Abstract-A reconfigurable field-programmable gate array (FPGA)-based predictive controller based on Nesterov's fast gradient method is designed using Simulink and converted to VHDL using Mathworks' HDL Coder. The implementation is verified by application to a spacecraft rendezvous and capture scenario, with communication between the FPGA and a simulation of the relative dynamics occuring over Ethernet. For a problem with 120 decision variables and 240 constraints, computation times of 0.95 ms are achieved with a clock rate of 50 MHz, corresponding to a speed up of more than 2000 over running the algorithm directly on a MicroBlaze microprocessor implemented on the same FPGA.
I. INTRODUCTION
The archetypal predictive controller (e.g. [1] , [2] ) solves a constrained, finite but receding horizon optimal control problem online at each time step. In its most prevalent forms, this problem is cast as a constrained convex quadratic program (QP) or a linear program (LP). The solution of these has a higher computational burden than linear feedback and this must be accommodated in the overall system design.
FPGAs are programmable silicon chips that allow implementation of custom digital circuits. In contrast to conventional microprocessors, the designer can choose the levels of parallelism and numerical precision at each stage in a numerical algorithm and trade these against hardware resource usage. Parallellism can accelerate the solution of constrained optimisation problems to meet real-time requirements whilst running at comparatively low clock frequencies.
The present paper demonstrates the implementation of a field programmable gate array (FPGA)-based predictive controller applied to the terminal phase of a spacecraft rendezvous and capture mission, as outlined in Section II.
FPGA design can be carried out in a number of ways. These include: directly using a register transfer language (RTL) (e.g. VHDL, Verilog), writing a custom generator to create RTL source from a set of parameters (e.g. [3] , [4] ), using a high level C-like language (System C, Vivado High Level Synthesis), or graphical methods (e.g. Xilinx System Generator for DSP, Mathworks HDL Coder). Whilst the former allow the most fine-grained control over the design, the latter are more accessible to the control systems designer, who may be an expert with MATLAB and SIMULINK, but only marginally familiar with VHDL or Verilog.

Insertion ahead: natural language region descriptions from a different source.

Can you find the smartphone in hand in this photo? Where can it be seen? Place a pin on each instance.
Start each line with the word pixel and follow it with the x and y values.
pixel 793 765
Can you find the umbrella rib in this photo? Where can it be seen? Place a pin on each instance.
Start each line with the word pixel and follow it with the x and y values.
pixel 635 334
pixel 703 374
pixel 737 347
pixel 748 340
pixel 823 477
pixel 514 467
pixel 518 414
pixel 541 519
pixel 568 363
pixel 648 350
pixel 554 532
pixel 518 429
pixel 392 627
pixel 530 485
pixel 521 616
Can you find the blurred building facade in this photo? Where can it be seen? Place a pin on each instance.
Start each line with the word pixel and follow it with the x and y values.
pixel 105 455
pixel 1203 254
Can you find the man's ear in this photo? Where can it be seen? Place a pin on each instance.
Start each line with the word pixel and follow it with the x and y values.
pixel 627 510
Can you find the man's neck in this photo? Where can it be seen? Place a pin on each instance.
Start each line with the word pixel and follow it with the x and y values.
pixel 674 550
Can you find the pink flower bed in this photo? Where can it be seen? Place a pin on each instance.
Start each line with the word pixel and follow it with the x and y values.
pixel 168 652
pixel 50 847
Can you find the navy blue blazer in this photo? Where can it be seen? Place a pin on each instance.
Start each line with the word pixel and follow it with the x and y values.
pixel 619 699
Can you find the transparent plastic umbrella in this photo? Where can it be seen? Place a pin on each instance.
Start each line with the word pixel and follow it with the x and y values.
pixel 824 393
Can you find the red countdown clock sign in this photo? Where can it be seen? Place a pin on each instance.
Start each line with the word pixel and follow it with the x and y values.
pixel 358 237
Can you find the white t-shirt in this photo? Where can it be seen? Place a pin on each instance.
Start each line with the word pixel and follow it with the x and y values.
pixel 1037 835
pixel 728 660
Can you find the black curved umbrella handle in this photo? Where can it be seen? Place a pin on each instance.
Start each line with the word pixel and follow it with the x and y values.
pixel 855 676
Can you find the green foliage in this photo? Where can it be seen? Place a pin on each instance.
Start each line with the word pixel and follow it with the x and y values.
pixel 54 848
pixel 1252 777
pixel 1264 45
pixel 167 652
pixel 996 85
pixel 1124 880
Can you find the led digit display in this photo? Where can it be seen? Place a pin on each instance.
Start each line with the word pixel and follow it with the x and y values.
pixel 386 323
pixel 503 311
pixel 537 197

Graphical visualisation of the design also helps its documentation and communication, ease of maintenance and re-use. The main focus of this paper, forming Section III, is the modelling of the circuit design using SIMULINK, to be translated to VHDL using Mathworks' HDL Coder. In [5] , an interior point QP solver was implemented solely using builtin SIMULINK blocks to enable automatic code generation and to assist verification and validation processes. Elsewhere, SIMULINK Coder/MATLAB Coder (née Real Time Workshop/Embedded MATLAB (EML) ) have been used to compile M-code implementations of custom QP/LP solvers to C to accelerate simulation and simplify deployment (e.g. [6] - [8] ). For FPGA synthesis the process is rather more complex. It is insufficient to generate RTL from the same M-code used for simulation or C generation. Register level timing, numerical representation and parallelism of computation must also be considered to obtain a design suitable for an FPGA. The design from Section III is implemented on a Xilinx ML605 evaluation board, and results are presented in Section IV.
II. BACKGROUND

A. Control scenario
The terminal phase of a spacecraft rendezvous and capture scenario is considered, based on the Mars Sample Return mission [6] , [9] , [10] in a circular orbit with radius of 3893.4 km. The linearised Hill-Clohessy-Wiltshire equations (e.g. [11] , [12] ) are used for the prediction model, the controlled spacecraft has a nominal mass of 1575 kg.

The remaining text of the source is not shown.